= William Wynn (poet) =

Welsh poet

William Wynn (19 March 1709 (baptised) - 18 January 1760) was a Welsh Anglican priest and a poet (who wrote in Welsh).

==Life==
Wynn was baptised on 19 March 1709. His parents were both from the Welsh county of Merioneth, and his father and grandfather were patrons of Welsh poets. He was educated at Jesus College, Oxford, matriculating in 1727 and graduating with a Bachelor of Arts degree in 1730 and a Master of Arts degree in 1735. He was ordained and served the parish of Watlington, Oxfordshire from 1734 to 1739, when he was appointed vicar of Llanbrynmair, Montgomeryshire.
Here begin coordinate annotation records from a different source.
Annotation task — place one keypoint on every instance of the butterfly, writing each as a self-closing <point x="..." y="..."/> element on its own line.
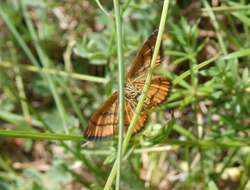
<point x="104" y="121"/>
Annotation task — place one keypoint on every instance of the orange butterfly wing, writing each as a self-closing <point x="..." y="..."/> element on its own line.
<point x="141" y="63"/>
<point x="158" y="91"/>
<point x="104" y="121"/>
<point x="129" y="112"/>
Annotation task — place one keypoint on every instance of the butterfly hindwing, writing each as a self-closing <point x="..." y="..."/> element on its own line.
<point x="129" y="113"/>
<point x="104" y="121"/>
<point x="158" y="91"/>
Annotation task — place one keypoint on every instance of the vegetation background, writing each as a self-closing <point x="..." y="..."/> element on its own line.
<point x="58" y="63"/>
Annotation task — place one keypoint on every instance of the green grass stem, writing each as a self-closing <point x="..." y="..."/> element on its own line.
<point x="121" y="71"/>
<point x="143" y="96"/>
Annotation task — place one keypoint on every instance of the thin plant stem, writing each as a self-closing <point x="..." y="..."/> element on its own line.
<point x="121" y="70"/>
<point x="102" y="8"/>
<point x="143" y="96"/>
<point x="216" y="26"/>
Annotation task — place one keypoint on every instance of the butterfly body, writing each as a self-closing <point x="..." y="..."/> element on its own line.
<point x="103" y="122"/>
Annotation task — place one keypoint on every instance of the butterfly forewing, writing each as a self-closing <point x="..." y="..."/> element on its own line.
<point x="104" y="121"/>
<point x="129" y="113"/>
<point x="158" y="91"/>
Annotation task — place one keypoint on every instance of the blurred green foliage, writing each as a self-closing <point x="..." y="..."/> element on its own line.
<point x="204" y="146"/>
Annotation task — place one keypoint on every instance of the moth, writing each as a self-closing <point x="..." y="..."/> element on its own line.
<point x="103" y="122"/>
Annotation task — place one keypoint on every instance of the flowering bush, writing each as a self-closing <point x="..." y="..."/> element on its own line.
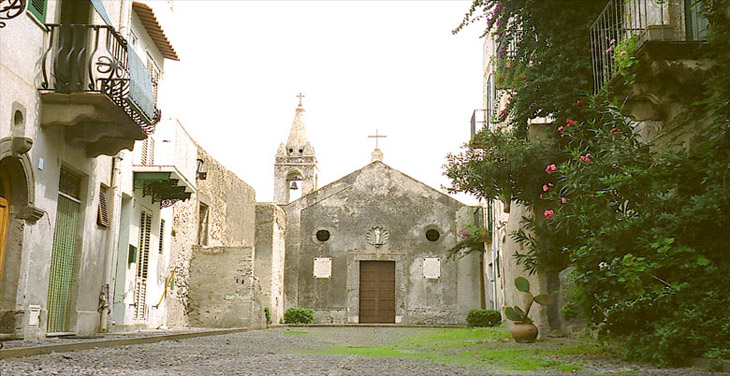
<point x="500" y="165"/>
<point x="469" y="240"/>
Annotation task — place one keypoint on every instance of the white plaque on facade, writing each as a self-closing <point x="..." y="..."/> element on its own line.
<point x="432" y="268"/>
<point x="322" y="267"/>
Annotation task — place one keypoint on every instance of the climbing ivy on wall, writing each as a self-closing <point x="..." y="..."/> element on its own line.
<point x="644" y="226"/>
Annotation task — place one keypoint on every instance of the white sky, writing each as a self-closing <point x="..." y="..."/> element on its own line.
<point x="362" y="65"/>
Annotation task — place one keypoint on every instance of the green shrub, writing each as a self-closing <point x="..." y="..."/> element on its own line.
<point x="299" y="315"/>
<point x="483" y="317"/>
<point x="267" y="314"/>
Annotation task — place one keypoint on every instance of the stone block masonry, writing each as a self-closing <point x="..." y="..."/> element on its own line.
<point x="224" y="293"/>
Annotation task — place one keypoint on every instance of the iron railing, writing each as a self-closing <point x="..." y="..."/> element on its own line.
<point x="479" y="116"/>
<point x="666" y="20"/>
<point x="10" y="10"/>
<point x="95" y="58"/>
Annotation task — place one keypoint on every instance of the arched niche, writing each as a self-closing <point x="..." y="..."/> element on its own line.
<point x="17" y="174"/>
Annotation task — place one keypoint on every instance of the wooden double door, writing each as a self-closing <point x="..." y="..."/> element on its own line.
<point x="377" y="291"/>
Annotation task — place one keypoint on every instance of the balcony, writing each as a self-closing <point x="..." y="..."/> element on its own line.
<point x="666" y="33"/>
<point x="96" y="86"/>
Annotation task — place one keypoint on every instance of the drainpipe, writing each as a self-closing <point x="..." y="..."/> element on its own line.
<point x="125" y="15"/>
<point x="110" y="256"/>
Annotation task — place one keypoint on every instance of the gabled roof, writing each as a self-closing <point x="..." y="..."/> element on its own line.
<point x="149" y="20"/>
<point x="351" y="177"/>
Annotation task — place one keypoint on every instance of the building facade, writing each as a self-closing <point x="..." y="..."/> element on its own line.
<point x="74" y="93"/>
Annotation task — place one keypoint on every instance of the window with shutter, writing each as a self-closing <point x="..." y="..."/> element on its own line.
<point x="162" y="234"/>
<point x="102" y="218"/>
<point x="38" y="9"/>
<point x="143" y="258"/>
<point x="148" y="152"/>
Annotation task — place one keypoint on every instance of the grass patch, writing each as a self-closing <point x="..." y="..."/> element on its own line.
<point x="295" y="332"/>
<point x="491" y="348"/>
<point x="569" y="368"/>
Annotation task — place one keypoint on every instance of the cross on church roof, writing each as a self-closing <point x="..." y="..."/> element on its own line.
<point x="376" y="137"/>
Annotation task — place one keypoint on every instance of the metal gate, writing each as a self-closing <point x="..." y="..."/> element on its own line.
<point x="63" y="263"/>
<point x="143" y="259"/>
<point x="377" y="292"/>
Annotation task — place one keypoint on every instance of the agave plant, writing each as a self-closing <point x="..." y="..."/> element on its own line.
<point x="516" y="313"/>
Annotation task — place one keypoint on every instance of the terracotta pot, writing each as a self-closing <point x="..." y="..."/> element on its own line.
<point x="484" y="236"/>
<point x="507" y="205"/>
<point x="524" y="332"/>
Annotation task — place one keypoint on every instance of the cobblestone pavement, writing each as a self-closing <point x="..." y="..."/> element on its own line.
<point x="281" y="351"/>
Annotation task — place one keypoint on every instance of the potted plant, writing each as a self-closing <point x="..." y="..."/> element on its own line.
<point x="523" y="329"/>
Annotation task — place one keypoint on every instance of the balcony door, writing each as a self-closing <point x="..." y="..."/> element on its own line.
<point x="63" y="255"/>
<point x="71" y="64"/>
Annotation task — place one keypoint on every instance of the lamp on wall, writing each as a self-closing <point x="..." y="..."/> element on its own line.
<point x="201" y="172"/>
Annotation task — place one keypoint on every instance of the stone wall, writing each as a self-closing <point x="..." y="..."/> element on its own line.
<point x="231" y="223"/>
<point x="378" y="195"/>
<point x="269" y="260"/>
<point x="223" y="290"/>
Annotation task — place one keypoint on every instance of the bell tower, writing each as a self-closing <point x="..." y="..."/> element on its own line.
<point x="295" y="168"/>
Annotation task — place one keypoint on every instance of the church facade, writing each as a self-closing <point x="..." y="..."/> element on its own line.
<point x="371" y="246"/>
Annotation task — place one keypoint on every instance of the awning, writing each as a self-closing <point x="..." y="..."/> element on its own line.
<point x="164" y="184"/>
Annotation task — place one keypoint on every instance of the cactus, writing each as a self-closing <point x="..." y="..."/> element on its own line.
<point x="516" y="313"/>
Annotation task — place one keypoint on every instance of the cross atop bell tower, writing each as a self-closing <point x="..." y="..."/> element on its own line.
<point x="295" y="168"/>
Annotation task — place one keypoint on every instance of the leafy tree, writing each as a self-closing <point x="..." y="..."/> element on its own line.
<point x="644" y="225"/>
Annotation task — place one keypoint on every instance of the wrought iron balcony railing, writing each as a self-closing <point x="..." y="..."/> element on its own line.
<point x="97" y="59"/>
<point x="647" y="20"/>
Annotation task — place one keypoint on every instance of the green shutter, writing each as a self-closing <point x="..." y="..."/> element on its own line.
<point x="63" y="260"/>
<point x="38" y="8"/>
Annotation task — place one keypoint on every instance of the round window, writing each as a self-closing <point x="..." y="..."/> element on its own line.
<point x="433" y="235"/>
<point x="323" y="235"/>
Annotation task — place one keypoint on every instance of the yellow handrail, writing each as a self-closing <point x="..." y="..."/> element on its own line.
<point x="167" y="284"/>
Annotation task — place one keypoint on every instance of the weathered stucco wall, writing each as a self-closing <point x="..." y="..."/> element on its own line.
<point x="269" y="260"/>
<point x="223" y="290"/>
<point x="378" y="195"/>
<point x="231" y="223"/>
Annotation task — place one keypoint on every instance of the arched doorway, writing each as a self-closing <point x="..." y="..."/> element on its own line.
<point x="5" y="192"/>
<point x="16" y="193"/>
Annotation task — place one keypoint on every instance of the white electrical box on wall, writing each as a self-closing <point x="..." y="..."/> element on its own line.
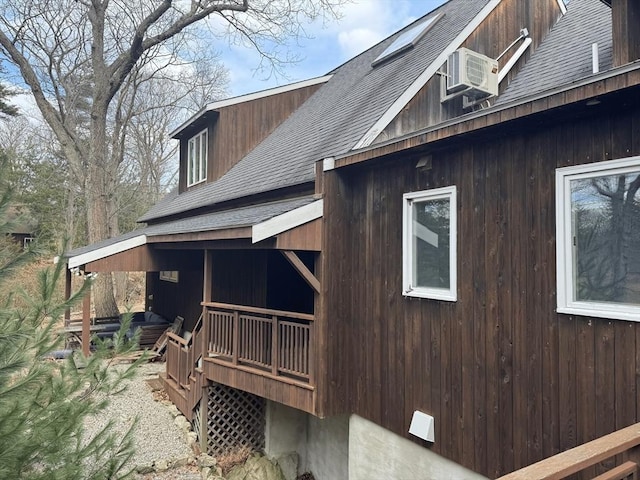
<point x="422" y="426"/>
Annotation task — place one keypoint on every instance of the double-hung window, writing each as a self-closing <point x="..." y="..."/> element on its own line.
<point x="429" y="244"/>
<point x="598" y="239"/>
<point x="197" y="158"/>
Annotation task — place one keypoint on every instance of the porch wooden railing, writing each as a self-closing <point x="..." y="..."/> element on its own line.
<point x="272" y="341"/>
<point x="184" y="356"/>
<point x="624" y="442"/>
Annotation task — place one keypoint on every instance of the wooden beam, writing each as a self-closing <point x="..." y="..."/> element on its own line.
<point x="572" y="461"/>
<point x="86" y="322"/>
<point x="302" y="269"/>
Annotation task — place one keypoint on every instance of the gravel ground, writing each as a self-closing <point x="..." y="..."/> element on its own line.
<point x="159" y="441"/>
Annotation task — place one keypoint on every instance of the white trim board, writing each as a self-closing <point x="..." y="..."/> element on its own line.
<point x="287" y="221"/>
<point x="394" y="110"/>
<point x="107" y="251"/>
<point x="250" y="96"/>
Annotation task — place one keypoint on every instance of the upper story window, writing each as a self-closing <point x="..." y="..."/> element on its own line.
<point x="598" y="239"/>
<point x="429" y="244"/>
<point x="197" y="158"/>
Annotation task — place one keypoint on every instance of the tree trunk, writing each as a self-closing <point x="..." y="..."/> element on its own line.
<point x="99" y="199"/>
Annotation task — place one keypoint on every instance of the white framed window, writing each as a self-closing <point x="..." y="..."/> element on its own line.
<point x="197" y="158"/>
<point x="429" y="244"/>
<point x="169" y="276"/>
<point x="598" y="239"/>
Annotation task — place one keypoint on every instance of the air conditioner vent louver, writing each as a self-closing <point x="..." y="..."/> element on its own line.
<point x="471" y="73"/>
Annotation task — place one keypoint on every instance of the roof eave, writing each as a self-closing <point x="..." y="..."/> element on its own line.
<point x="214" y="106"/>
<point x="511" y="110"/>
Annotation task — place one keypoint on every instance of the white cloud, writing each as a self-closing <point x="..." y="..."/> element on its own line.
<point x="356" y="41"/>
In 1747, he became rector of Manafon, Montgomeryshire, also becoming the parish priest of Llangynhafal, Denbighshire in 1749, where he died on 18 January 1760.

==Works==
Wynn's earliest poem was written whilst he was a student at Oxford, in 1733, and he wrote further poems between then and 1738, including poems to members of the royal family. A printed copy of one of these poems were given to the Welsh antiquarian and poet Lewis Morris in 1737, Morris and Lewes being regular correspondents after that time (if they were not already), each sending copies of poems that they had written to the other. Wynn wrote few other poems, but his other work included a poem to Morris himself (1744), poems on the subject of the day of judgment and a yacht owned by William Vaughan (1755) and some carols. He owned various Welsh-language manuscripts and was known to be a scholar, leading to his becoming a member of the Honourable Society of Cymmrodorion soon after 1751.